O cervo-do-pantanal é listado como ameaçado de extinção pelo Instituto Brasileiro do Meio Ambiente e dos Recursos Naturais Renováveis (Ibama) e pela Internacional Union for Conservation of Nature na categoria “vulnerável”, sendo também integrante do anexo I da Convenção sobre Comércio Internacional das Espécies da Flora e Fauna Selvagens em Perigo de Extinção (CITES). No Brasil, a espécie é considerada criticamente em perigo nos Estados de Minas Gerais, São Paulo, Rio Grande do Sul e Paraná e considerada extinta em Santa Catarina.

As principais ameaças ao cervo-do-pantanal são a perda de habitat pelo avanço das fronteiras agrícolas, caça ilegal, construção de usinas hidrelétricas e as doenças introduzidas por ruminantes domésticos, entre elas a febre aftosa, a brucelose, a babesiose, as orbiviroses e diversas doenças parasitárias.

Cervídeos possuem grande importância no equilíbrio do ecossistema onde habitam. Por serem animais seletivos na sua alimentação, são sensíveis à degradação do meio ambiente e, desta forma, consideradas espécies indicadoras de qualidade ambiental em unidades de conservação.
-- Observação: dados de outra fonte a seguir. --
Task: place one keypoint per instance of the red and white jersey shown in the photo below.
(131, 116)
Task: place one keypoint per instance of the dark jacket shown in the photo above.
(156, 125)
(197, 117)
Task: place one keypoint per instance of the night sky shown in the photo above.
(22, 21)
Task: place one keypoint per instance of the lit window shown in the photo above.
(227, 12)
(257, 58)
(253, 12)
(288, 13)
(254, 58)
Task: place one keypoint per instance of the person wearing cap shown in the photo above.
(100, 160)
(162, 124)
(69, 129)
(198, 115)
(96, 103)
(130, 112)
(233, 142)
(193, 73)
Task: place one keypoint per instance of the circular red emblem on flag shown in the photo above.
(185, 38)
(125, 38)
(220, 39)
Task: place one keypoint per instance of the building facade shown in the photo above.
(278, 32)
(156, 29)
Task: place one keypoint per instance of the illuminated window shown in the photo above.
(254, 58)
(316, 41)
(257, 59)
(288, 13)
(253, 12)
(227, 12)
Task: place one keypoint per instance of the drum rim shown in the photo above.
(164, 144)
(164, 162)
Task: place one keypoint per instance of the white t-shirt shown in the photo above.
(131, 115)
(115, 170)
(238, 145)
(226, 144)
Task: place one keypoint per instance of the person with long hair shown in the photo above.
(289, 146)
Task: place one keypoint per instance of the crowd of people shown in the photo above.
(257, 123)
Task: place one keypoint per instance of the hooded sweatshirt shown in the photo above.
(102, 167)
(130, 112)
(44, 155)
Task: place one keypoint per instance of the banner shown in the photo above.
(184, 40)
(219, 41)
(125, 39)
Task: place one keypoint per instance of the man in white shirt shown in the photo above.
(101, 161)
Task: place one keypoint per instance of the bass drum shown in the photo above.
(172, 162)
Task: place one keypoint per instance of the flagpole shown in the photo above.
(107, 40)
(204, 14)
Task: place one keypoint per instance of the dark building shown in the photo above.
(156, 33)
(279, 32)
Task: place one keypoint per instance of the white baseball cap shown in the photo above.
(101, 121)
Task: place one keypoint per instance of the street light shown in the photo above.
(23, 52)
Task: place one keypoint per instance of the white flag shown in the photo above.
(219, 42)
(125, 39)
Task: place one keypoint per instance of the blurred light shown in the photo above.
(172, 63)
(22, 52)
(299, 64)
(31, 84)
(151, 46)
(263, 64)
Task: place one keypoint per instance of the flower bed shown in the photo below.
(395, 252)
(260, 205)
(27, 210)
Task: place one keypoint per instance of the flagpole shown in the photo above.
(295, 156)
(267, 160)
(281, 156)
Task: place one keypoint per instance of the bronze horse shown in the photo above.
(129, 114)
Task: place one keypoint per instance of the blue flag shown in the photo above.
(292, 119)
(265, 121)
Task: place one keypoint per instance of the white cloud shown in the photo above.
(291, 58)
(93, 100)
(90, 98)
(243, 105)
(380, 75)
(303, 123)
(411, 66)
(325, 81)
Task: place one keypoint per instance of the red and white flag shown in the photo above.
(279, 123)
A classificação do cervo-do-pantanal como uma espécie vulnerável, enfatiza a necessidade da adoção de medidas que possam contribuir para a preservação da espécie. Dentre as medidas mitigadoras para preservação das populações de cervos-do-pantanal, podemos citar a conservação de seu habitat natural, a contenção da expansão populacional em áreas próximas ao ambiente dos cervos, a fiscalização rigorosa em relação à caça ilegal da espécie e a educação ambiental da população.